Adeptes des musiques du peu, bienvenue, vous êtes chez vous. Avec “A Small Sun”, paru sur le label bien nommé Accretions, Shizka Ueda vient justement se poser comme le centre de gravité d’un triangle magique et cher pour nous : Tori Kudo, The Tenniscoats et Reiko Kudo. De Tori, un goût prononcé pour l’équilibre instable, les musiques inspirées du blues et du jazz, la spontanéité avant tout. De Tenniscoats, le fond insubmersible de la mélodie, de la chanson qui tient la route en dépit de tout.

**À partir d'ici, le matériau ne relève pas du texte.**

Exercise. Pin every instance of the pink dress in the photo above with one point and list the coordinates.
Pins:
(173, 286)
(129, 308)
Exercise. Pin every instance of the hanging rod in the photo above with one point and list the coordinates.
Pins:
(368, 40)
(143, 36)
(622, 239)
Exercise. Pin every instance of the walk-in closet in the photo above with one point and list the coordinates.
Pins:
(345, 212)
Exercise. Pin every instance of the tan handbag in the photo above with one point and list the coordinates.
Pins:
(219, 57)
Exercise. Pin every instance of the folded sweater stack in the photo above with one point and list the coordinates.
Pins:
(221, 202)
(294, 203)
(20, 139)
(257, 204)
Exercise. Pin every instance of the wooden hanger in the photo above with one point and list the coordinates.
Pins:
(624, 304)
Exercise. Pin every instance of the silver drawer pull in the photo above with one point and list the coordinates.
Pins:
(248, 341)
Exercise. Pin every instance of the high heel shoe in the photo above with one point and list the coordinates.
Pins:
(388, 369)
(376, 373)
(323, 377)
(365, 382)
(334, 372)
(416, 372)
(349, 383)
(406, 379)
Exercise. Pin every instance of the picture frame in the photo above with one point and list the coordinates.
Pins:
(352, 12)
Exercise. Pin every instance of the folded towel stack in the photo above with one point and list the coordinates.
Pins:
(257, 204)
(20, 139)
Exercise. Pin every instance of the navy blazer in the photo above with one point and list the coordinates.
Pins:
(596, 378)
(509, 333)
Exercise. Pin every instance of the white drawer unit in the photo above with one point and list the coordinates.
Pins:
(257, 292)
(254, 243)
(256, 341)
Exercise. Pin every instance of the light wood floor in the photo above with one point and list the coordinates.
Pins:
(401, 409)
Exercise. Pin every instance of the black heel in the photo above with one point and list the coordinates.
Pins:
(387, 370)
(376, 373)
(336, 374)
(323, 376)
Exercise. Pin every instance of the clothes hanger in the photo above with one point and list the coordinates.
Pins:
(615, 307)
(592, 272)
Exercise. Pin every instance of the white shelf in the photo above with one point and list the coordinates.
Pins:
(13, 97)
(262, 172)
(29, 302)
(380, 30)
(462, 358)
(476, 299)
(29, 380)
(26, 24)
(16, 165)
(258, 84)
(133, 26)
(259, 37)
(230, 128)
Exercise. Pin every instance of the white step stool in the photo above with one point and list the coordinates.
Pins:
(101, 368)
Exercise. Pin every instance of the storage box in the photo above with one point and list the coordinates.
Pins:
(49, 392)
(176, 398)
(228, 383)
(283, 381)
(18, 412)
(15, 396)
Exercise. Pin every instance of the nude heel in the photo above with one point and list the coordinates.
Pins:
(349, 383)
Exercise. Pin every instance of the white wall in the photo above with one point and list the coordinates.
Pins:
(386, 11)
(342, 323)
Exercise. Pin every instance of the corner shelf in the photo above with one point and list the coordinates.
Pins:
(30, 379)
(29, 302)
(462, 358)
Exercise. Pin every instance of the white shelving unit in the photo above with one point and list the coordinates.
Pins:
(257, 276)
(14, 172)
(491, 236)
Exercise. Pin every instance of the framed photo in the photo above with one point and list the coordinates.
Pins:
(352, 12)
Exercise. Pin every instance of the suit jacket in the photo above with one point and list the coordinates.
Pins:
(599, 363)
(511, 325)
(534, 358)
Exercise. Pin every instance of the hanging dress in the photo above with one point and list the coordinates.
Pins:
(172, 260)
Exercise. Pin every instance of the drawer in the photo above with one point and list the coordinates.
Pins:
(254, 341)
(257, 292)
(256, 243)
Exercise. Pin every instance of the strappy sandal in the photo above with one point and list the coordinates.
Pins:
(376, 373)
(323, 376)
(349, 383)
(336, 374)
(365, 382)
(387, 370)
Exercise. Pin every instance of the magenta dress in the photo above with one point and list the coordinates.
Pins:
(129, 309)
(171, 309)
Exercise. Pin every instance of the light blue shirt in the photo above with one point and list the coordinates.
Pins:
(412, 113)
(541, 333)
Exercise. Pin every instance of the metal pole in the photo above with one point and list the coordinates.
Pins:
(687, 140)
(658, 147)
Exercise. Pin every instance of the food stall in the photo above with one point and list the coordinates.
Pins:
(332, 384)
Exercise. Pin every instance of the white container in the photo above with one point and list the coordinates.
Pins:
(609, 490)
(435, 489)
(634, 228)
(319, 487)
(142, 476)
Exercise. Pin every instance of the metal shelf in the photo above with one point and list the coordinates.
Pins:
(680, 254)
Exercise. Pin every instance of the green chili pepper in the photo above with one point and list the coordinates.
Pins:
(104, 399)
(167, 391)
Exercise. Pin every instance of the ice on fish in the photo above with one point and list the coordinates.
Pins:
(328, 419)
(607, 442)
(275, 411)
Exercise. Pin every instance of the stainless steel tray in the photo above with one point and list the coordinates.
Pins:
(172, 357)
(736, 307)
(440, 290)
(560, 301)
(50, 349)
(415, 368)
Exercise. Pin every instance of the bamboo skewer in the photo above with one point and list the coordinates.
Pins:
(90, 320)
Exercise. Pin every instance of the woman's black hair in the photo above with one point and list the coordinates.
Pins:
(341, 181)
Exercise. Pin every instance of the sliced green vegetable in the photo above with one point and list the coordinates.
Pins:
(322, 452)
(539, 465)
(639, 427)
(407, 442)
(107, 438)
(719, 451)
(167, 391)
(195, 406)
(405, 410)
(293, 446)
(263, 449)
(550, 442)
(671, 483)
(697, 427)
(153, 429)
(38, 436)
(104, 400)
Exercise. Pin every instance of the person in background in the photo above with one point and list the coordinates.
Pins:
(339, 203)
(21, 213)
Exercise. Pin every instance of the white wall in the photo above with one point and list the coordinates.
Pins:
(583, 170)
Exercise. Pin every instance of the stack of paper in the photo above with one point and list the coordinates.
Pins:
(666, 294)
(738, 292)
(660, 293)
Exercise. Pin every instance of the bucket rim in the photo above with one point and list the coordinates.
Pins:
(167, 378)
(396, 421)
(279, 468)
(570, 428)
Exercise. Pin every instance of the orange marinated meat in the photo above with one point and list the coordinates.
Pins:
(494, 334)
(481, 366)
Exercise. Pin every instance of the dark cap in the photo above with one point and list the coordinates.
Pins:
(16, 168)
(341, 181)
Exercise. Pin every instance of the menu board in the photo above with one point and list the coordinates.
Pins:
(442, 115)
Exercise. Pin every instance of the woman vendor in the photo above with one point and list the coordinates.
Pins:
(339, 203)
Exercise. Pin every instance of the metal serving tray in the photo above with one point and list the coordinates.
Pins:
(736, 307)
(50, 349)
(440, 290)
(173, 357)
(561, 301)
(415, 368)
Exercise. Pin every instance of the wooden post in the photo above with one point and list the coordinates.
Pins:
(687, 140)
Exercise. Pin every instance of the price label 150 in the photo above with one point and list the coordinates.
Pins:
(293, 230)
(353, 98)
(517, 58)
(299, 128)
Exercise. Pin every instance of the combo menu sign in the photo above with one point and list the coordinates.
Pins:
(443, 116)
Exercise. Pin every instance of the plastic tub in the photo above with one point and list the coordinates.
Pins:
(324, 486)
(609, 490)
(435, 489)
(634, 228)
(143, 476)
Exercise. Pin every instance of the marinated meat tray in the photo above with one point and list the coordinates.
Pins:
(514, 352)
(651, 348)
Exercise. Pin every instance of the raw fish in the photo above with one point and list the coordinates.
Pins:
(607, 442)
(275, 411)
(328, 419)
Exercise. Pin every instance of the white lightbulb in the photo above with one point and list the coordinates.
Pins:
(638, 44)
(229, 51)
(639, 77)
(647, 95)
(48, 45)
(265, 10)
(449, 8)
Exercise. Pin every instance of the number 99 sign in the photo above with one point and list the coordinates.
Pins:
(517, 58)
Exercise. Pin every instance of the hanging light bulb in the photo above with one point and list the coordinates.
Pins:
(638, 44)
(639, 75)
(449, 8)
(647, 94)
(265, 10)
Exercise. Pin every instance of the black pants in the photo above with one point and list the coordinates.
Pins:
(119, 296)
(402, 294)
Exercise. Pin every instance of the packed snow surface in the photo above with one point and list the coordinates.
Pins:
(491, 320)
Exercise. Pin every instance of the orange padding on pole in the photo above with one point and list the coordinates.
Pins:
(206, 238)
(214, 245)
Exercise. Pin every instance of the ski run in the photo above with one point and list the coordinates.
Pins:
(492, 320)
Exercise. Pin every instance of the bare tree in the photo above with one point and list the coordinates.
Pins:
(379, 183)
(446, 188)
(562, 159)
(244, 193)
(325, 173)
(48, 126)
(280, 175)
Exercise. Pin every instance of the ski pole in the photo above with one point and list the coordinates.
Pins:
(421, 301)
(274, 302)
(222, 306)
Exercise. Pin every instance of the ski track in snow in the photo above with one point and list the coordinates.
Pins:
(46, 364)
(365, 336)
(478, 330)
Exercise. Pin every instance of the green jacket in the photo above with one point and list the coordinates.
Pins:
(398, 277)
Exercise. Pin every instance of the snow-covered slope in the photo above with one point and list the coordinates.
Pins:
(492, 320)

De Reiko Kudo enfin, dont on reste désespérément sans nouvelles musicales depuis ”Tangerine” en 2021, une sensibilité à fleur de peau, une fragilité et une fraîcheur de pétale de rose, cette timidité qui s’impose et pourtant s’excuse presque de faire des chefs-d’œuvre comme Monsieur Jourdain de la prose.
Évidemment, on n’est pas au Louvre sur des grandes toiles préparées mais dans un jardin zen, quelquefois mal désherbé, et on s’émerveille d’origamis patiemment pliés et posés dans un coin.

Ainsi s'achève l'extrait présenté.